Er was iets. Ach ik wist het niet. Ik kon er niet aan doen. Kon ik er aan doen?
Samen met mijn zucht, kwam er een klein, wit wolkje uit mijn mond. Het was koud, de kleinere dieren trokken zich terug in hun warme huisjes, wachtend op beter weer. Wachtend op de zon. Ik dacht niet dat ze enig idee hadden van wat dat eigenlijk betekende. Wachten op de zon. Ik wist het weer. Ik had het altijd al geweten.
De winter. De zon ging nooit meer helemaal opkomen. Zelfs niet tot ze net boven de horizon kwam, er was altijd een deel weg. Vanaf nu was er alleen nacht, gevolgd door het prachtige morgenrood, dat dan weer zachtjes weg ging. Het leek op een zonsondergang, want de zon ging ook echt onder, maar ze bleef in het oosten.
Onze geliefde Aarde was stil gevallen. Ze draaide niet meer rond haar as. Niet meer sinds die dag. Niet meer sinds de engelen het verraad gepleegd hadden.
De zon kon niet meer opkomen en weer ondergaan. Seizoenen veranderden niet meer. Alles stond stil.
‘En aan de andere kant van de wereld? Daar is het dan toch altijd zon en zomer?’ Haar vragen dwaalden rond in mijn hoofd. Ik wist niet wie ze was. We konden het nooit weten, ze hebben het geprobeerd, maar niemand kan hier weg. Alsof we in cirkeltjes lopen, maar toch nooit hetzelfde tegenkomen. We konden geen kaarten volgen, het noorden klopte niet meer. Samen met een hele hoop andere dingen was dat verdwenen.
De struiken ritselden en toen ik omkeek om te kijken wat het was, stopte het geritsel direct.
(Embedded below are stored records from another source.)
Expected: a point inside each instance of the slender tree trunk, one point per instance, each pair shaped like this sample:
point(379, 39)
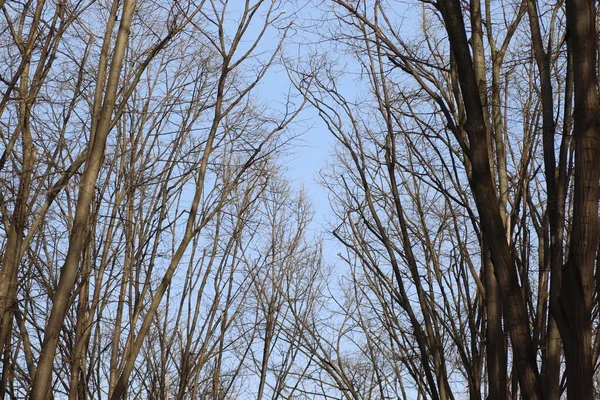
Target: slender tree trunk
point(575, 300)
point(68, 275)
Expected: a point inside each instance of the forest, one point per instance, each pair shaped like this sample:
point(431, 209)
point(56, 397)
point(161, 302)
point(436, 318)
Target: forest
point(154, 246)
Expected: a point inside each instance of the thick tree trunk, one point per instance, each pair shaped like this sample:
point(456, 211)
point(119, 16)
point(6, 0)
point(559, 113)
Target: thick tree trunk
point(493, 230)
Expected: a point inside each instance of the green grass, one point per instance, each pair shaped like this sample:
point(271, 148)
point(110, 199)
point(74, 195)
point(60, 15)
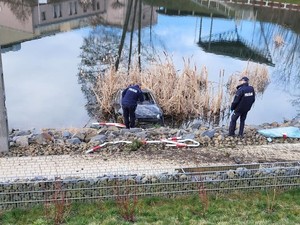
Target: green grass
point(239, 208)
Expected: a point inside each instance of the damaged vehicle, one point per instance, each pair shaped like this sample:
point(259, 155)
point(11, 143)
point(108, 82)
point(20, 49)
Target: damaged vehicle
point(147, 111)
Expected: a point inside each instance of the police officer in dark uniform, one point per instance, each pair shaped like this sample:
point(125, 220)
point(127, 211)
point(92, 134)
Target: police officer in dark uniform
point(242, 102)
point(130, 96)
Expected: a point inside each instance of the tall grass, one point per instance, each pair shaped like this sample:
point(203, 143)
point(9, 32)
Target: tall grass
point(182, 94)
point(233, 208)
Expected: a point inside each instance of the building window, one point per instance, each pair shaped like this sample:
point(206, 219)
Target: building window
point(43, 15)
point(60, 12)
point(75, 7)
point(55, 10)
point(71, 8)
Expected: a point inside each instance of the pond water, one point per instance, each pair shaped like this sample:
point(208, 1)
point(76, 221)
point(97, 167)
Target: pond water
point(42, 48)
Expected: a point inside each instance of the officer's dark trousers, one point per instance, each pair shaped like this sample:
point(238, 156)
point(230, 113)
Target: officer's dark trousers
point(129, 115)
point(234, 118)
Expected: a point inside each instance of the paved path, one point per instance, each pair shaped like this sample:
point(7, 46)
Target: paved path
point(63, 166)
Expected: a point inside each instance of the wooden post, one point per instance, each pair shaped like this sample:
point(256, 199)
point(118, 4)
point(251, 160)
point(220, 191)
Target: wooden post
point(3, 115)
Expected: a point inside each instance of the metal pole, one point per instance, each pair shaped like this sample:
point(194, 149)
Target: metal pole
point(3, 115)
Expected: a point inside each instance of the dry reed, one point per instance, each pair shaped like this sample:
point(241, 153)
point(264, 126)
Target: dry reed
point(182, 94)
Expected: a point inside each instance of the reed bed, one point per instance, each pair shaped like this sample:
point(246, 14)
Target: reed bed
point(182, 95)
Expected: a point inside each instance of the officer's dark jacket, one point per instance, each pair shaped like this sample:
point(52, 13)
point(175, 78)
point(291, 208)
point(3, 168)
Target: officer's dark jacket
point(131, 95)
point(243, 99)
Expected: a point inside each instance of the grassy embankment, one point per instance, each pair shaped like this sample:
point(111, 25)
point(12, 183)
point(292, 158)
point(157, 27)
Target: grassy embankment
point(272, 207)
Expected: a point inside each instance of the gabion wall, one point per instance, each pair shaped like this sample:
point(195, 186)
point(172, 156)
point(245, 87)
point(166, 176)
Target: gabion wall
point(30, 192)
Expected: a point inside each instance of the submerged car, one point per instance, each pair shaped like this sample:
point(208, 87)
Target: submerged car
point(147, 111)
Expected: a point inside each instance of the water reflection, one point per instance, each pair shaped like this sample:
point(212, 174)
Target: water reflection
point(25, 20)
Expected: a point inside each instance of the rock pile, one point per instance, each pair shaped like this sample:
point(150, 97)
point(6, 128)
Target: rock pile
point(79, 140)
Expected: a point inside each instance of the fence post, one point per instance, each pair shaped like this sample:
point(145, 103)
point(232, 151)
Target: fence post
point(3, 114)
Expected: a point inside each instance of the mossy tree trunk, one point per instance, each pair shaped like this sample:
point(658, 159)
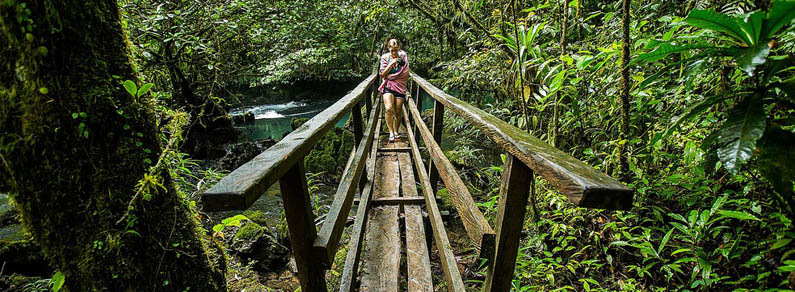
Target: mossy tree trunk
point(74, 146)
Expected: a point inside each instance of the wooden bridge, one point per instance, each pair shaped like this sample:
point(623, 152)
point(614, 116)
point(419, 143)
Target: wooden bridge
point(391, 179)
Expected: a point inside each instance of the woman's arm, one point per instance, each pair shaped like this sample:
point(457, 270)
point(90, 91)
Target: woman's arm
point(385, 72)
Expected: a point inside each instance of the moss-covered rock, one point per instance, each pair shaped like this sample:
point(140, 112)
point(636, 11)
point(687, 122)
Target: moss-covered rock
point(256, 216)
point(254, 245)
point(79, 153)
point(24, 257)
point(330, 153)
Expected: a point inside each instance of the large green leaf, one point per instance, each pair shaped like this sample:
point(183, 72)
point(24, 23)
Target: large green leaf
point(750, 57)
point(691, 112)
point(751, 25)
point(709, 19)
point(739, 133)
point(776, 158)
point(780, 14)
point(666, 49)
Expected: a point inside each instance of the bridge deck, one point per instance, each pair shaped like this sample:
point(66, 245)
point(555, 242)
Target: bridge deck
point(385, 247)
point(391, 237)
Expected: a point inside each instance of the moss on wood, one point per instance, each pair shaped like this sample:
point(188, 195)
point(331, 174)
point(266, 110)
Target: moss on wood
point(73, 147)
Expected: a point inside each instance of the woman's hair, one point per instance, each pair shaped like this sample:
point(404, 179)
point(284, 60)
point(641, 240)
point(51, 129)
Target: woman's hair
point(389, 40)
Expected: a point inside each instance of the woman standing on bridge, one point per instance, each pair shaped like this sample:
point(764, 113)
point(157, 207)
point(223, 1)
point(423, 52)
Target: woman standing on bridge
point(394, 70)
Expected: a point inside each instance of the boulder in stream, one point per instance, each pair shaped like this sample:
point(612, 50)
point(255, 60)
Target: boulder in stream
point(254, 243)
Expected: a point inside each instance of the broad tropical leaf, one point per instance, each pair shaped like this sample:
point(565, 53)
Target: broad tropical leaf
point(666, 49)
point(781, 13)
point(749, 58)
point(690, 113)
point(739, 133)
point(776, 159)
point(751, 25)
point(709, 19)
point(737, 215)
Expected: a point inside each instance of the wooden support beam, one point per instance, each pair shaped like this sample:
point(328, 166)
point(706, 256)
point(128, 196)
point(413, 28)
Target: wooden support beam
point(446, 255)
point(351, 267)
point(382, 246)
point(476, 225)
point(358, 124)
point(239, 189)
point(301, 223)
point(395, 149)
point(438, 128)
point(418, 262)
point(368, 97)
point(514, 191)
point(325, 245)
point(580, 183)
point(419, 105)
point(399, 201)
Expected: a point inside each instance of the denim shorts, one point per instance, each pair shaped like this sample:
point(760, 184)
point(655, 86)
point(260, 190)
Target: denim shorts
point(395, 93)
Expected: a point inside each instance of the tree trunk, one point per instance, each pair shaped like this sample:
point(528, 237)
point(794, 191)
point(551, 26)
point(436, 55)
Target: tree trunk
point(624, 135)
point(75, 148)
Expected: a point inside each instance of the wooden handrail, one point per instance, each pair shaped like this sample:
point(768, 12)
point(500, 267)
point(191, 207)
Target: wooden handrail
point(239, 189)
point(325, 245)
point(476, 225)
point(446, 255)
point(579, 182)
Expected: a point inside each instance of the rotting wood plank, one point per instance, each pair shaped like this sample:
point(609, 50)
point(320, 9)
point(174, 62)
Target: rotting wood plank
point(446, 255)
point(514, 191)
point(351, 267)
point(297, 209)
point(325, 246)
point(239, 189)
point(395, 149)
point(418, 262)
point(382, 243)
point(398, 201)
point(476, 225)
point(438, 128)
point(579, 182)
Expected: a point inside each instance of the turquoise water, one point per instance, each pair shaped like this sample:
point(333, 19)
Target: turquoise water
point(273, 120)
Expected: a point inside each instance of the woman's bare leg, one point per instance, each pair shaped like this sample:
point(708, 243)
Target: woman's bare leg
point(398, 114)
point(389, 101)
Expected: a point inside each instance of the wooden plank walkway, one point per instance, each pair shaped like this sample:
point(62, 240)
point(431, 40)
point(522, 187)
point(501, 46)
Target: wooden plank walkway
point(383, 246)
point(389, 243)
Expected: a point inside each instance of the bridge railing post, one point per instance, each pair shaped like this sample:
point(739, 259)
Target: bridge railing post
point(368, 95)
point(301, 222)
point(438, 128)
point(418, 100)
point(358, 124)
point(514, 191)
Ik ging voorzichtig op een omgevallen boom zitten, de sneeuw was er al afgeschoven en dit was een van de weinige onbedekte stukken in het bos. De bomen waren hier dikker, de naalden hielden de naar beneden dwarrelde sneeuwvlokjes beter tegen als op de andere plaatsen. Het bos moest eeuwen oud zijn. Niet alleen het bos, haar inwoners waren de jongen van weer een nieuwe generatie dieren die hier woonden. Alles was hier al veel langer langzaam aan het vertragen. Het was geen wonder dat het leven hier eindelijk tot stilstand was gekomen.
Het meisje, ze had blond haar. Ik herinnerde me weer hoe ze haar lange blonde lokken haastig opgestoken had in een slordige dot bovenop haar achterhoofd. ‘Kom, we zijn weg! We kunnen hier niet blijven. Kom mee, Juno, kom mee!’
Juno, al die tijd hadden ze me met mijn officiële voornaam aangesproken. Ik weet niet juist waarom, maar dat was een van de eerste keren dat iemand die naam ook echt gebruikte. Ik vond het niet erg. Ik was genoemd naar mijn meerdere, een maangodin en tevens Jupiters vrouw.
Wanneer ik met Juno aangesproken werd, voelde het niet echt, veel formeler. Juno was de jonge vrouw die ervoor moest zorgen dat alles goed ging komen. Juno zijn was een zware taak die ik liever niet op me nam. Ik bleef veel liever het ronddwalende meisje dat ik nu was. Roslin. Zoals iedereen me kende. Zoals iedereen me noemde.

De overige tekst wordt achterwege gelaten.